Notepad++ How to delete sections of text starting with a line containing a certain phrase
-
I’m trying to edit a few calibre files that have tags attached, but the tag line is not always formatted the same.
Eg.
div class=“pcalibre1 pcalibre2 pcalibre tags-list”
div class=“pcalibre1 pcalibre2 tags-list pcalibre”.
I want to delete everything including and between the lines containing tags-list and entry-speaker.
Is there an easy way to do this with regex?
-
@Banjo-G said in Notepad++ How to delete sections of text starting with a line containing a certain phrase:
delete everything including and between the lines containing tags-list and entry-speaker
Your example doesn’t show any
entry-speakerso I suggest you have a look HERE. -
@Alan-Kilborn Sorry, those were examples of the lines not being formatted the same.
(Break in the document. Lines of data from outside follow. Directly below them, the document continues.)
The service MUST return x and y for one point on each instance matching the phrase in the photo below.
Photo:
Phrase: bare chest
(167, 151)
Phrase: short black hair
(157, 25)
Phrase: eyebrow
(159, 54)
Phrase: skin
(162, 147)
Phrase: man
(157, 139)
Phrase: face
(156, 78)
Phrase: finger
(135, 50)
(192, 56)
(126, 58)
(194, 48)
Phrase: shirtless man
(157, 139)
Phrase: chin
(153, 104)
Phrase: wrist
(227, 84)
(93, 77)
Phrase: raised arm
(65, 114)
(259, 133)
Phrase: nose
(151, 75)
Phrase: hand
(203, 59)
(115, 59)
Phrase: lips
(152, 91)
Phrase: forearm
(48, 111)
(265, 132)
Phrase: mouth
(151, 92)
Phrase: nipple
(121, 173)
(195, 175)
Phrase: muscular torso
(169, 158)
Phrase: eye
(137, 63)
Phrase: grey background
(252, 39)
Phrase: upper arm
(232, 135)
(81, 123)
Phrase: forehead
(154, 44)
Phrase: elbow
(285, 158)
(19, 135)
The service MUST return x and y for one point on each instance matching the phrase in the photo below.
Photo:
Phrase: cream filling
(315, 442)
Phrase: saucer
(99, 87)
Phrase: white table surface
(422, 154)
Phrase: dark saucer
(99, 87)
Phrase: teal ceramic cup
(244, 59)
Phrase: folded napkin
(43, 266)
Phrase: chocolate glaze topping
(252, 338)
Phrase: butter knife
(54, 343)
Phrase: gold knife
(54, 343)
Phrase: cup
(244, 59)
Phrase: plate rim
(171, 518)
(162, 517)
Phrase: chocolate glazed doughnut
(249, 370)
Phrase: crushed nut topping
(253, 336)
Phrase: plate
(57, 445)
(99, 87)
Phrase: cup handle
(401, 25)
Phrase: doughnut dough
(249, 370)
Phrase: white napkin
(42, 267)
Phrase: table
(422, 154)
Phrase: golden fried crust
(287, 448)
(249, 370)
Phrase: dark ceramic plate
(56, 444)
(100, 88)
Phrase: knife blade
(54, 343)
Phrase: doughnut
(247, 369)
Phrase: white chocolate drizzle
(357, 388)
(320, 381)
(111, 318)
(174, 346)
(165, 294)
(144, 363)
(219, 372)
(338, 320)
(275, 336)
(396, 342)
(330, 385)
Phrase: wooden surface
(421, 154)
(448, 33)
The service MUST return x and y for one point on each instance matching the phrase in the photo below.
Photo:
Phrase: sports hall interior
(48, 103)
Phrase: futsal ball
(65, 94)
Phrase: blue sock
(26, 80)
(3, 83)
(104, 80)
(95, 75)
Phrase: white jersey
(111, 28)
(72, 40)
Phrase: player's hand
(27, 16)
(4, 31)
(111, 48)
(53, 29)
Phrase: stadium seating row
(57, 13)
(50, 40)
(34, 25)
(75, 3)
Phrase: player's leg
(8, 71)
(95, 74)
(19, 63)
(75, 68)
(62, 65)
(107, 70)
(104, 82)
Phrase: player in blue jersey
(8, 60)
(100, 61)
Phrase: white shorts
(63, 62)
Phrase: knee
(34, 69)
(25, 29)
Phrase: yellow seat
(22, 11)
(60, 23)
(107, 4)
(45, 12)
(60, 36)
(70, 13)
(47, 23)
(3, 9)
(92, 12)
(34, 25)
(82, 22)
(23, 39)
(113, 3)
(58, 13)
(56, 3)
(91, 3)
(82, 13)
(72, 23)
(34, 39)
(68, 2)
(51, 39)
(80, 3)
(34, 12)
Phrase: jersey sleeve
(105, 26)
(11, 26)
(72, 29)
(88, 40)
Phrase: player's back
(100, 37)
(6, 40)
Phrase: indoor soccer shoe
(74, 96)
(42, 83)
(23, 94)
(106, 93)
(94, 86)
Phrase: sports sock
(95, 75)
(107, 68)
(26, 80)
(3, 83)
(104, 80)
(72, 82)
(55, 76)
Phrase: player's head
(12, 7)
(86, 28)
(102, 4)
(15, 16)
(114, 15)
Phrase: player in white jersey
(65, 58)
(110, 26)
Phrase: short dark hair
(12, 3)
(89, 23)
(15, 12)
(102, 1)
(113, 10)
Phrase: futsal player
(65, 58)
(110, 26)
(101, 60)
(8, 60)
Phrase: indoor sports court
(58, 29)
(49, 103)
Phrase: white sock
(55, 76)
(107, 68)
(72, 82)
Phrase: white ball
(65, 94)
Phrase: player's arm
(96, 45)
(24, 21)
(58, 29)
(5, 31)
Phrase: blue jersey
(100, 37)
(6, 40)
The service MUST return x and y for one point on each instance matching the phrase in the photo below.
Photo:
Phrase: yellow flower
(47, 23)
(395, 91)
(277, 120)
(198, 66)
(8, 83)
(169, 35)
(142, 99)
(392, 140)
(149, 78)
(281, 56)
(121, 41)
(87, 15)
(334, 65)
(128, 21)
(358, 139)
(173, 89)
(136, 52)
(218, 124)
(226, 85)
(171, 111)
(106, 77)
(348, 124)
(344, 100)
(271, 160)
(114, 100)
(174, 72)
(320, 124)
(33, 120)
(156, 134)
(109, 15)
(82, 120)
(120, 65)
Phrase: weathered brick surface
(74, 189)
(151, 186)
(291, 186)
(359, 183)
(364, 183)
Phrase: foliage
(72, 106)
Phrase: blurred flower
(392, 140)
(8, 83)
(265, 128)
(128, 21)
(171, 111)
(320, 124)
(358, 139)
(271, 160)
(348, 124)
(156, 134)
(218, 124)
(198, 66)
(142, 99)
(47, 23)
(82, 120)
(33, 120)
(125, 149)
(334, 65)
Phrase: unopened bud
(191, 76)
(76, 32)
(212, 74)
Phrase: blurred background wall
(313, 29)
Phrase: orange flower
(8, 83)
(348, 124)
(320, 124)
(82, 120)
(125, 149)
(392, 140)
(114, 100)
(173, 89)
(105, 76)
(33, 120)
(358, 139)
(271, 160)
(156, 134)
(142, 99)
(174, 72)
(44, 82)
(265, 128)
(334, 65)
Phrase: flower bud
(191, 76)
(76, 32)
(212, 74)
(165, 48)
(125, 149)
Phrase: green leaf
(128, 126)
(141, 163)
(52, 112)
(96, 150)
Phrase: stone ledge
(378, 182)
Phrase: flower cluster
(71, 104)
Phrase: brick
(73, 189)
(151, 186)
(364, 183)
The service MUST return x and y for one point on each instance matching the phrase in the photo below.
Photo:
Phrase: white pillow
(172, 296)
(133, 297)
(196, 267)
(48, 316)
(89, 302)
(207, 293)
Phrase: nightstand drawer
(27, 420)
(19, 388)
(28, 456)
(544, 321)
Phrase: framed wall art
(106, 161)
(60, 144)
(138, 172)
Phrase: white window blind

An better example would be<div class=“pcalibre2 pcalibre1 pcalibre tags-list”>
…
…
…
…
…
…
…
<h4 class=“pcalibre2 pcalibre1 pcalibre entry-speaker”>With all lines wanting to be deleted. The problem is that the tags-list and entry-speaker lines are often scrambled.
Eg.
<div class=“pcalibre2 pcalibre tags-list pcalibre1”>
<div class=“pcalibre1 pcalibre2 tags-list pcalibre”>
<div class=“pcalibre1 pcalibre2 pcalibre tags-list”>
<div class=“pcalibre2 pcalibre1 pcalibre tags-list”> -
Hello, @banjo-g, @alan-kilborn and All,
I think you could test this regex S/R, below :
SEARCH
(?-s)^.+?tags-list(?s).+?entry-speaker.+?$\RREPLACE
Leave EMPTYagainst this sample text :
blabla bhahblah blabla <div class=“pcalibre2 pcalibre1 pcalibre tags-list”> … … … … <h4 class=“pcalibre2 entry-speaker pcalibre1 pcalibre”> blabla bhahblah blabla <div class=“pcalibre1 tags-list pcalibre2 pcalibre”> … … … … <h4 class=“pcalibre2 pcalibre1 pcalibre entry-speaker”> blabla bhahblah blabla <div class=“pcalibre2 pcalibre tags-list pcalibre1”> … … … … <h4 class=“entry-speaker pcalibre2 pcalibre1 pcalibre”> blabla bhahblah blabla rt <div class=“tags-list pcalibre1 pcalibre2 pcalibre”> … … … … <h4 class=“pcalibre2 pcalibre1 entry-speaker pcalibre”> blabla bhahblah blablashould be OK ;-))
Best Regards,
guy038
-
@guy038 That works wonders, thanks!
-
Hi, @banjo-g, @alan-kilborn and All,
A generic and general form of the regex, described in my previous post, could be :
SEARCH
(?-is)^.*?Expression A(?s).*?Expression B.*?$\RBasically, this regex :
-
Searches for two lines :
-
A line
A, containingExpression A, at any location of lineA -
A line
B, containingExpression B, at any location of lineB
-
-
Selects all range of characters, generally multi-lines, from the beginning of line
Atill the end of lineB, with its EOL characters -
The lines
AandBmay be identical. However, in that case,Expression Bmust be located afterExpression A, in current line !
Notes :
-
First, the in-line modifier
(?-is)-
Carries a non-insensitive search ( so sensitive to case )
-
Forces the regex engine to interpret the regex dot symbol
.as matching a single standard character ( not EOL ones )
-
-
Then, the part
^.*?Expression A matches, from beginnning of line, the shortest range, possibly null, of standard characters, followed byExpression A, with that exact case -
Now, the part
(?s).*?Expression B looks for the shortest range, possibly null, of characters, including EOL, followed byExpression B, with that exact case -
Finally, the part
.*?$\Rsearches for the shortest range, possibly null, of characters till an end of line, followed with its line-break
Cheers,
guy038
-